In Harnick’s lyrics I hear echoes of the yearning lament of the exiled Psalmist who prays, “How can we sing the songs of the Lord while in a foreign land?” (Psalms 137:4) How, indeed?
One of grace’s greatest miracles surely is seen in exactly this: that God’s people somehow do learn to sing the songs of the Lord while in a foreign land! Somehow, faith is not destroyed in exile but is sustained and even deepened. Somehow, God’s people discover that God is not locked down in Jerusalem or Anatevka but is free to meet them again in new places. The play ends and somehow we know that Teviah will sing in a new place.
Most of us are not from the Conejo Valley. Some of us moved here with considerable anxiety and uncertainty. We wondered, could we sing the Lord’s song in a strange land? Would God—could God—sustain us and protect our loved ones in this strange new place?
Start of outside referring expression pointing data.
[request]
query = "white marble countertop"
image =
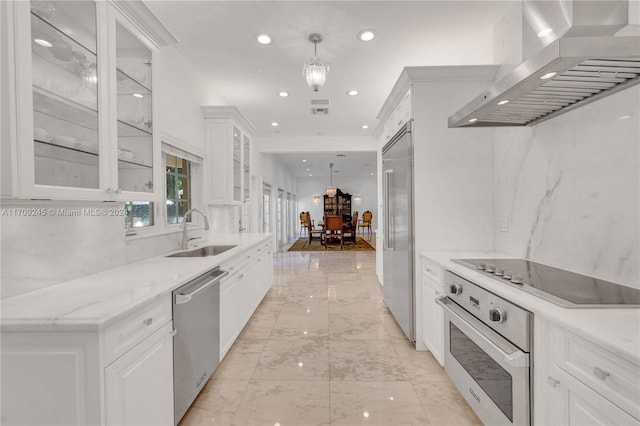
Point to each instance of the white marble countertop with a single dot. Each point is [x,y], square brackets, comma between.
[93,301]
[616,329]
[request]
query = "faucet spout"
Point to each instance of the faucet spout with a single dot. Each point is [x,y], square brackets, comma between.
[185,240]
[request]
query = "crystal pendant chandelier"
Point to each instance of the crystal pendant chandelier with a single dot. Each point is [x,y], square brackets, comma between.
[331,190]
[314,70]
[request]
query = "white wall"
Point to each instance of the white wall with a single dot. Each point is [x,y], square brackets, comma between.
[453,171]
[364,187]
[275,173]
[570,189]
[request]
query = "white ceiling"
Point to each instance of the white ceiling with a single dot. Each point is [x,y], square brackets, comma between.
[345,163]
[219,39]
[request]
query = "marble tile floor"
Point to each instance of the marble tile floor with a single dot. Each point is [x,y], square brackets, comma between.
[322,349]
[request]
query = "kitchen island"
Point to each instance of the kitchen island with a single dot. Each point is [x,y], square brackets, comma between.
[98,349]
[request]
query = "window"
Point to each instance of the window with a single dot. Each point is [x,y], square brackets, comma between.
[178,188]
[138,214]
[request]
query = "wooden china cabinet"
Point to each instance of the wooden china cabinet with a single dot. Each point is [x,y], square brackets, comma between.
[339,204]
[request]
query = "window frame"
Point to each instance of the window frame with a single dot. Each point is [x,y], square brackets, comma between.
[173,146]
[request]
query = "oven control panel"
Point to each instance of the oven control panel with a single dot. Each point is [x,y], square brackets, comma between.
[503,316]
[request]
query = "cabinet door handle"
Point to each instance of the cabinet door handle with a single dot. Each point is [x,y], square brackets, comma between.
[600,374]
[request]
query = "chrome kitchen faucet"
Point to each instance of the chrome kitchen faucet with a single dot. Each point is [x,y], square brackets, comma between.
[185,241]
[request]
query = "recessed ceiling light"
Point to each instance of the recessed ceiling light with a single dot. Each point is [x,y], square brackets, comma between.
[42,42]
[264,39]
[366,35]
[545,32]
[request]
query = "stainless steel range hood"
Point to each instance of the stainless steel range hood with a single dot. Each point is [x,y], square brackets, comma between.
[566,74]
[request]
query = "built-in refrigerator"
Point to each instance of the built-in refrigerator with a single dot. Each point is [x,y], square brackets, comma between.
[398,242]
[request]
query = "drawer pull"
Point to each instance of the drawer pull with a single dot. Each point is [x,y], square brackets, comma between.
[600,374]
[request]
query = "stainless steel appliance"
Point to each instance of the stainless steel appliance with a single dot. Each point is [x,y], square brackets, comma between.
[587,62]
[488,341]
[397,167]
[196,343]
[564,288]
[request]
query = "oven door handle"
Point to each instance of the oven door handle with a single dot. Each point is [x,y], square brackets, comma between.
[511,354]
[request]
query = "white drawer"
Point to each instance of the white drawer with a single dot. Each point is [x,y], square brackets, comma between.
[615,378]
[135,327]
[432,270]
[237,263]
[433,285]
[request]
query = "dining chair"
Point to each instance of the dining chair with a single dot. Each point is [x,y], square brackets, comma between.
[366,221]
[349,231]
[303,221]
[333,231]
[314,233]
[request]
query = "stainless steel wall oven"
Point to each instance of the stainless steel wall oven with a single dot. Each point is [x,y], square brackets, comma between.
[488,342]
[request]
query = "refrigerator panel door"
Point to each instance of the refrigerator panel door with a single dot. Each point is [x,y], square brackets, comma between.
[398,250]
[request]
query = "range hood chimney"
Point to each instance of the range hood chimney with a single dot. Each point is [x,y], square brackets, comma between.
[581,61]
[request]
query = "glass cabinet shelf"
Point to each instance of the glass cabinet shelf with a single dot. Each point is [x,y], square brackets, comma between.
[134,103]
[62,66]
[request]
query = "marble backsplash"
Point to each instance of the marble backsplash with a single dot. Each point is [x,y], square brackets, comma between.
[570,189]
[65,243]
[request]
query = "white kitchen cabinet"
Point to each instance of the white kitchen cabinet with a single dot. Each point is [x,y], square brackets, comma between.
[577,382]
[432,313]
[121,374]
[251,276]
[82,86]
[228,137]
[432,319]
[401,114]
[139,385]
[580,405]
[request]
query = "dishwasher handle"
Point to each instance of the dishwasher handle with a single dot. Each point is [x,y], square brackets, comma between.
[186,298]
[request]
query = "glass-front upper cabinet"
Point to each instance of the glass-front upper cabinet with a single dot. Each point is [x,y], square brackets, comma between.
[134,112]
[64,59]
[237,164]
[246,165]
[82,90]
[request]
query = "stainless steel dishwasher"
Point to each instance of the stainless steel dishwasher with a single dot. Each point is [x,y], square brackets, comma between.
[196,343]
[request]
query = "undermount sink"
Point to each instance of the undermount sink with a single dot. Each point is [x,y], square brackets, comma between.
[203,251]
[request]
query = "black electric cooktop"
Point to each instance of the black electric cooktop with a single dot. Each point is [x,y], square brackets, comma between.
[561,287]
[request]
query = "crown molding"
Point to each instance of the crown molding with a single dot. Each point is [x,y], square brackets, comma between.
[146,21]
[228,111]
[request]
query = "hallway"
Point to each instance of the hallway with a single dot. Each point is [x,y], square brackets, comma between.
[323,349]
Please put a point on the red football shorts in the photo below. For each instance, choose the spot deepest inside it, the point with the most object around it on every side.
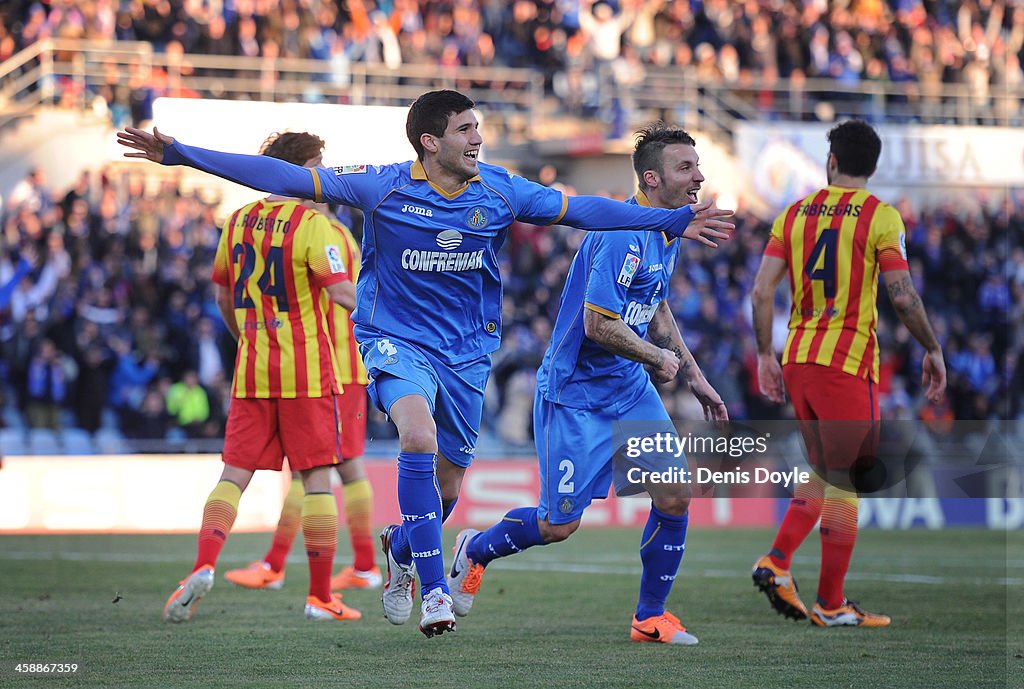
(261, 432)
(352, 408)
(838, 415)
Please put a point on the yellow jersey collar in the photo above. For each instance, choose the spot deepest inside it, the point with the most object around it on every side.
(419, 173)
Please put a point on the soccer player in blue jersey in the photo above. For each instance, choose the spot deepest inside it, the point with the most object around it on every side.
(428, 299)
(594, 391)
Would we—could we—faithfully love God and neighbor in this “foreign land”? To our amazement, we discovered that God was already alive and working here. Unlike Visa, which is only “everywhere you want to be,” we find God even in the places we were sure we didn’t want to be. Far from being limited to our beloved hometowns, God, whom even the highest heavens cannot contain, goes ever before us. As John Browing’s hymn reminds us, “Thy children shall not faint nor fear, Sustained by this delightful thought; Since Thou our God, art everywhere, They cannot be where Thou art not.” Even in Anatevka.